Data Protection Officer
This actor ensures the integrity of the data privacy policies and procedures and was derived from the GDPR regulatory framework. Within the application, the DPO will be mainly concerned with handling Data Subjects requests. Their responsibilities include communication with Data Subjects, distributing and managing subsequent tasks, and meeting request deadlines. Kertos is designed to automate the procedures and help the DPO in carrying out those tasks. To fulfill that purpose, it separates the DPO and their requests from the IT-oriented System Owners and their System Task into two areas of responsibility.
System Owners
The System Owners have to collaborate with the DPOs to facilitate the technical execution of requests on their systems. As the owner of one or multiple systems, their obligation is to enforce the data protection procedures required by the regulations. They are responsible for the translation of incoming Data Subject Requests into the executable System Tasks. In case Kertos is integrated for a particular system, this execution will be automatically triggered for each request. This makes System Owner intervention only necessary on a few rare occasions.
Process Flow
Here you can see the depiction of the implemented process with all related terms on a reduced, abstract level.
The process initiation starts with the Data Subjects transmitting their requests to the organization.
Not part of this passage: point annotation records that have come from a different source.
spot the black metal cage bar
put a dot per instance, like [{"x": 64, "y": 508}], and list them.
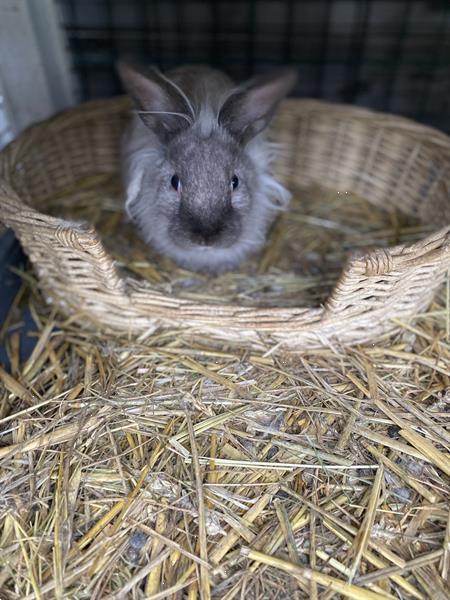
[{"x": 385, "y": 54}]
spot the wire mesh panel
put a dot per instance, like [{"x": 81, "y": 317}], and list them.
[{"x": 391, "y": 55}]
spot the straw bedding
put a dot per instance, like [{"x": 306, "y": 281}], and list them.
[
  {"x": 158, "y": 461},
  {"x": 163, "y": 468}
]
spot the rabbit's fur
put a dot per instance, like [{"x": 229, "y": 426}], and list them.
[{"x": 196, "y": 165}]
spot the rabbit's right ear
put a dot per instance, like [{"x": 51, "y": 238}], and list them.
[{"x": 159, "y": 104}]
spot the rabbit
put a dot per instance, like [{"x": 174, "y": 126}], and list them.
[{"x": 196, "y": 164}]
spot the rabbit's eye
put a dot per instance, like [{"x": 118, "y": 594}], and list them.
[{"x": 176, "y": 183}]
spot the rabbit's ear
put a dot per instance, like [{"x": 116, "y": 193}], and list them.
[
  {"x": 159, "y": 104},
  {"x": 249, "y": 109}
]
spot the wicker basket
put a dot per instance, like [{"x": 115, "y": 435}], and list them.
[{"x": 387, "y": 159}]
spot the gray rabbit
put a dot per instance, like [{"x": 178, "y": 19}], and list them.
[{"x": 196, "y": 164}]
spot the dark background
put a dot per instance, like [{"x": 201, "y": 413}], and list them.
[{"x": 391, "y": 55}]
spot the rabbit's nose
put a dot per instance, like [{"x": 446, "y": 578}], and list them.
[
  {"x": 207, "y": 233},
  {"x": 205, "y": 227}
]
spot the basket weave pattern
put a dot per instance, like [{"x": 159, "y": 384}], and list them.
[{"x": 389, "y": 160}]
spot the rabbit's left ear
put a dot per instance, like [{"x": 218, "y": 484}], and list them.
[{"x": 248, "y": 110}]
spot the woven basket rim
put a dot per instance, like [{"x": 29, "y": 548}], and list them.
[
  {"x": 118, "y": 103},
  {"x": 232, "y": 316}
]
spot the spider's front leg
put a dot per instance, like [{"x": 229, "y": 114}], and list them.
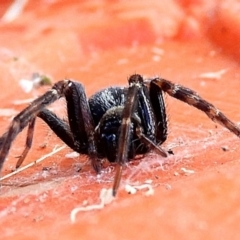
[
  {"x": 26, "y": 117},
  {"x": 192, "y": 98},
  {"x": 80, "y": 121},
  {"x": 80, "y": 134}
]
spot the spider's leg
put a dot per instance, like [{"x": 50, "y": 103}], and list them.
[
  {"x": 135, "y": 83},
  {"x": 81, "y": 122},
  {"x": 23, "y": 118},
  {"x": 147, "y": 141},
  {"x": 158, "y": 105},
  {"x": 28, "y": 144},
  {"x": 192, "y": 98},
  {"x": 59, "y": 127}
]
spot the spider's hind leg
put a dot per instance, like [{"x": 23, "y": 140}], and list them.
[
  {"x": 192, "y": 98},
  {"x": 28, "y": 143}
]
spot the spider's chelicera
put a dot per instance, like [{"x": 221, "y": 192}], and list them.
[{"x": 116, "y": 123}]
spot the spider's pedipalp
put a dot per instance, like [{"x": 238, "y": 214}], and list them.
[{"x": 192, "y": 98}]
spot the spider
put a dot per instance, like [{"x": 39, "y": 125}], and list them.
[{"x": 116, "y": 123}]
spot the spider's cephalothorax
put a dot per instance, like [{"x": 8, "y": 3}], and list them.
[{"x": 116, "y": 123}]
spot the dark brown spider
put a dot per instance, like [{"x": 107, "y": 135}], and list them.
[{"x": 116, "y": 123}]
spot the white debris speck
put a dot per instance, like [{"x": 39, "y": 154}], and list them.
[
  {"x": 72, "y": 155},
  {"x": 133, "y": 189},
  {"x": 187, "y": 171},
  {"x": 106, "y": 197}
]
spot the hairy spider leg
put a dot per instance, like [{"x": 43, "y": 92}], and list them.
[
  {"x": 28, "y": 143},
  {"x": 25, "y": 117},
  {"x": 137, "y": 94},
  {"x": 59, "y": 127},
  {"x": 79, "y": 135},
  {"x": 192, "y": 98}
]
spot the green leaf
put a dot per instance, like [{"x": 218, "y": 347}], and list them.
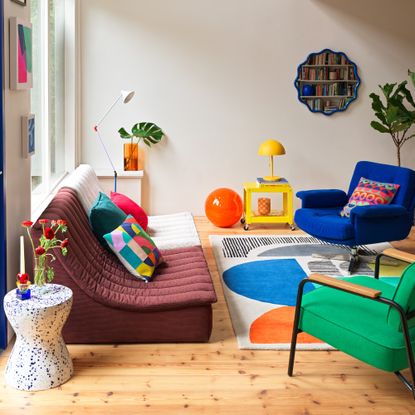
[
  {"x": 379, "y": 127},
  {"x": 123, "y": 133},
  {"x": 149, "y": 132}
]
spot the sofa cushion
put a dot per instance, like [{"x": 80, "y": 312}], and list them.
[
  {"x": 325, "y": 223},
  {"x": 134, "y": 248},
  {"x": 370, "y": 192},
  {"x": 104, "y": 217},
  {"x": 85, "y": 182},
  {"x": 183, "y": 280},
  {"x": 129, "y": 207}
]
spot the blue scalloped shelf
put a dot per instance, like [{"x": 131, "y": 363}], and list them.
[{"x": 327, "y": 96}]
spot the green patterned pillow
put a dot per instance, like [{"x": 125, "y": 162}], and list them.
[{"x": 134, "y": 248}]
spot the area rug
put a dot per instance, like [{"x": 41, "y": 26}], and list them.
[{"x": 260, "y": 276}]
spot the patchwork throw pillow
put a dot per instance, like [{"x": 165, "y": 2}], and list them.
[
  {"x": 134, "y": 248},
  {"x": 104, "y": 217},
  {"x": 370, "y": 192},
  {"x": 129, "y": 207}
]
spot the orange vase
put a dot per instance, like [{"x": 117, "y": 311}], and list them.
[{"x": 130, "y": 157}]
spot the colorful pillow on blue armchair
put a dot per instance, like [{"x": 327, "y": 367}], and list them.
[
  {"x": 369, "y": 192},
  {"x": 134, "y": 248}
]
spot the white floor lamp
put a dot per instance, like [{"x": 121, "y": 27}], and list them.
[{"x": 126, "y": 97}]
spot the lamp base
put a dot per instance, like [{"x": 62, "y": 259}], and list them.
[{"x": 272, "y": 178}]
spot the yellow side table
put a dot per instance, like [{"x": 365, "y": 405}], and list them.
[{"x": 287, "y": 215}]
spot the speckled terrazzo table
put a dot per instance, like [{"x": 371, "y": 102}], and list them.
[{"x": 39, "y": 359}]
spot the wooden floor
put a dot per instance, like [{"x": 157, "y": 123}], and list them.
[{"x": 213, "y": 378}]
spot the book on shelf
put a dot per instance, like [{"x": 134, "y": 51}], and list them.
[{"x": 261, "y": 181}]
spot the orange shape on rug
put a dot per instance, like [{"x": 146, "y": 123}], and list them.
[{"x": 276, "y": 326}]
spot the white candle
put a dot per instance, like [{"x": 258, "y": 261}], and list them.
[{"x": 22, "y": 262}]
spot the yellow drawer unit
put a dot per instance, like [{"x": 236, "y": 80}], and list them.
[{"x": 286, "y": 216}]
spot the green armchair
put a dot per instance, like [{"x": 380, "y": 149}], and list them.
[{"x": 363, "y": 316}]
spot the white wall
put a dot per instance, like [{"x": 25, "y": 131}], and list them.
[
  {"x": 16, "y": 169},
  {"x": 218, "y": 75}
]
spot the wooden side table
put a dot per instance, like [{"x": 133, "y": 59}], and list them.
[
  {"x": 39, "y": 359},
  {"x": 287, "y": 215}
]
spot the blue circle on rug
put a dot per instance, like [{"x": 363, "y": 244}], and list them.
[{"x": 272, "y": 281}]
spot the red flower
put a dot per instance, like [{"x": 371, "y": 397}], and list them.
[
  {"x": 49, "y": 233},
  {"x": 40, "y": 250},
  {"x": 23, "y": 278}
]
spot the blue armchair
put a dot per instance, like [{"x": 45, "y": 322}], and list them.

Note that this can be achieved in any form of communication like email, telephone, or physical mail. After reception, the organization transfers the incoming data subject request to the Kertos platform. There are several ways to facilitate this transfer, be it via the automated forwarding of the request from an inbox or service tool or just by manually entering the request.
Within the platform, the request generally translates to several related System Tasks, one for each system that contains the data subject's related personal data. This usually covers a broad range of different systems like customer relationship management applications or marketing mail services. After all tasks have been completed, the platform reports the result back to the requesting Data Subjects. In order to meet the legal deadlines of the request, Kertos keeps track of the exact reception dates and informs the relevant stakeholders. All of the flows in Kertos can optionally be accompanied by a human in the loop, making sure that the organization keeps full control.
In the platform, the responsibilities are distributed among the Data Protection Officer and the System Owners. While the Data Protection Officers manage the Data Subject Requests, they collaborate with the System Owners, receiving the related System Tasks. Kertos facilitates this collaboration by providing features like reminders, comments and mentions. By integrating the systems and communication channels into the platform, Kertos can automatize this process reducing workload and saving cost. The degree to which the Data Protection Officers and Systems Owners are involved is fully adjustable by the organization.
As you can see, Kertos covers the whole end-to-end process to assist organizations with all data privacy related operations. It thus removes tedious process documentation and puts an end to chaotic, error-prone spreadsheet maintenance.